La realidad en la que Jesús vivió era una realidad de opresión y sufrimiento, y ante ella su reacción primaria fue la misericordia. Misericordia expresada, primero, en un decidido rechazo a esa realidad que hacía sufrir injustamente a tantos y, luego, en la voluntad de erradicarla. El sufrimiento del hombre se le hacía intolerable; por eso reaccionaba como reaccionó: con signos de superación de ese sufrimiento (milagros, exorcismos, acogida a los pecadores, etc.), con denuncias y desenmascaramientos de la realidad opresora -a todos los niveles-, con exigencias de una fe transformadora...
Esto ya era una gran noticia: había aparecido el hombre de la misericordia. Pero lo era más que se tratara de una misericordia sin condiciones, no motivada por ninguna otra cosa, salvo por el sufrimiento del hombre. Esto no es frecuente, ya que puede haber muchas expresiones de misericordia; pero la que se ejercita por sí misma sin ningún otro interés, con total gratuidad, no abunda. Lo normal es que, en el ejercicio de la misericordia, los hombres y las instituciones busquen, además del bien ajeno, "también" su propio provecho, incluso cuando hablan de "liberación". Que la misericordia sea lo primero y lo último, y que a ello se supedite lo demás y no a la inversa, que por ella se corran riesgos, que en definitiva se dé el amor únicamente al otro, no es algo frecuente. En Jesús, sí: en él la misericordia era lo primero y lo último, se justificaba en sí misma y por sí misma, y a ella había que supeditarlo todo, hasta la santidad. Mejor dicho, ella era la santidad[5]. La suya y la de los demás. Y, de esa manera, el mensaje profético del A.T. se confirmaba: Dios realmente es misericordia.

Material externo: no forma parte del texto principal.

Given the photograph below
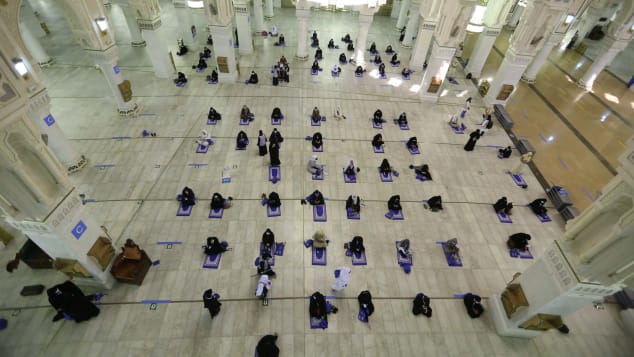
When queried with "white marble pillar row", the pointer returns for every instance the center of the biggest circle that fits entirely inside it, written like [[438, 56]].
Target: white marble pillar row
[[268, 9], [136, 40], [609, 49], [481, 51], [225, 52], [243, 23], [302, 31], [531, 72], [509, 73], [35, 48], [258, 16], [364, 27], [412, 26], [107, 62], [402, 14], [438, 65], [39, 110], [421, 47]]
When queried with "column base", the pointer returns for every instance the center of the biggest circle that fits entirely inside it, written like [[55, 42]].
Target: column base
[[131, 112], [77, 166], [502, 324]]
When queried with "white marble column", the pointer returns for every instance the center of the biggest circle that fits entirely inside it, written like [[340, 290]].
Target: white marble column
[[412, 26], [531, 72], [243, 23], [402, 14], [421, 47], [39, 110], [258, 16], [365, 20], [107, 61], [225, 52], [438, 65], [509, 73], [302, 30], [35, 48], [268, 9], [481, 51], [609, 49], [135, 34]]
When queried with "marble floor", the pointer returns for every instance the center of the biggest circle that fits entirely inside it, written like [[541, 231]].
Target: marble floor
[[135, 199]]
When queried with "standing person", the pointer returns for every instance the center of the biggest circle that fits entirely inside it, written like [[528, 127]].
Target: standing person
[[262, 143], [274, 152], [211, 303], [473, 138], [343, 277]]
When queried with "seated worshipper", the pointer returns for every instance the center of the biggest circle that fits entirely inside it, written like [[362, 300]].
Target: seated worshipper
[[317, 140], [403, 249], [356, 244], [264, 267], [377, 141], [353, 204], [213, 114], [382, 69], [421, 305], [312, 166], [268, 239], [412, 143], [181, 79], [518, 241], [68, 299], [319, 54], [315, 198], [204, 139], [275, 136], [394, 61], [350, 169], [276, 114], [316, 117], [317, 306], [502, 205], [434, 203], [218, 202], [385, 167], [506, 152], [394, 203], [211, 303], [214, 246], [377, 118], [423, 170], [264, 285], [266, 347], [472, 303], [319, 239], [274, 200], [538, 206], [242, 140], [402, 119], [187, 197], [245, 113]]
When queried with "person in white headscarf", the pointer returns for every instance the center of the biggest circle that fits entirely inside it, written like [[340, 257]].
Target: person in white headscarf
[[312, 165], [343, 277], [204, 139]]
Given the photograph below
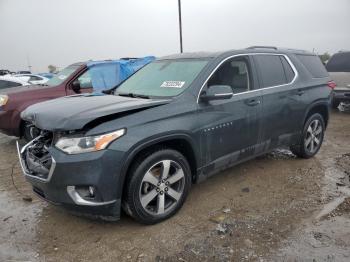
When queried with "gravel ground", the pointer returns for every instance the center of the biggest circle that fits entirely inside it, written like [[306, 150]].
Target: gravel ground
[[273, 208]]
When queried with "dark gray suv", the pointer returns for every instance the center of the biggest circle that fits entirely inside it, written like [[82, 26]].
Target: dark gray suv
[[175, 122]]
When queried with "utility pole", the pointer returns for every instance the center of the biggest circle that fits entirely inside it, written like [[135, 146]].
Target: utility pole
[[180, 26], [29, 65]]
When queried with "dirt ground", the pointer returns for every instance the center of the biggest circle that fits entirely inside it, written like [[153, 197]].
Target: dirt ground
[[274, 208]]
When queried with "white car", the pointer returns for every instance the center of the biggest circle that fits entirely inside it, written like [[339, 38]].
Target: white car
[[9, 81], [32, 78]]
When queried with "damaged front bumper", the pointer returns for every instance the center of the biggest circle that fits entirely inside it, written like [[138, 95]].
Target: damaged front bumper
[[84, 183]]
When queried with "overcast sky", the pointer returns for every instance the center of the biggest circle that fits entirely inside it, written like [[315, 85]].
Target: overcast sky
[[61, 32]]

¿No sentimos cómo se transparenta ya en toda esta teología el mensaje de Juan Eudes, el misionero de la misericordia?
¿No sentimos cómo se transparenta ya en toda esta teología el mensaje de Juan Eudes, el misionero de la misericordia?
[1] GONZALEZ FAUS J.I., Op. cit., p. 86.
[2] Cf. arriba, nota 3.
[3] Cf. SEIBEL W., en Mysterium Salutis II, 2, 904.
[4] W. KASPER, El Dios de Jesucristo, Salamanca 1985, p. 171.
[5] Cf. J. SOBRINO, «¿Es Jesús una buena noticia?», en Sal Terrae, 960 (1993), 595-608.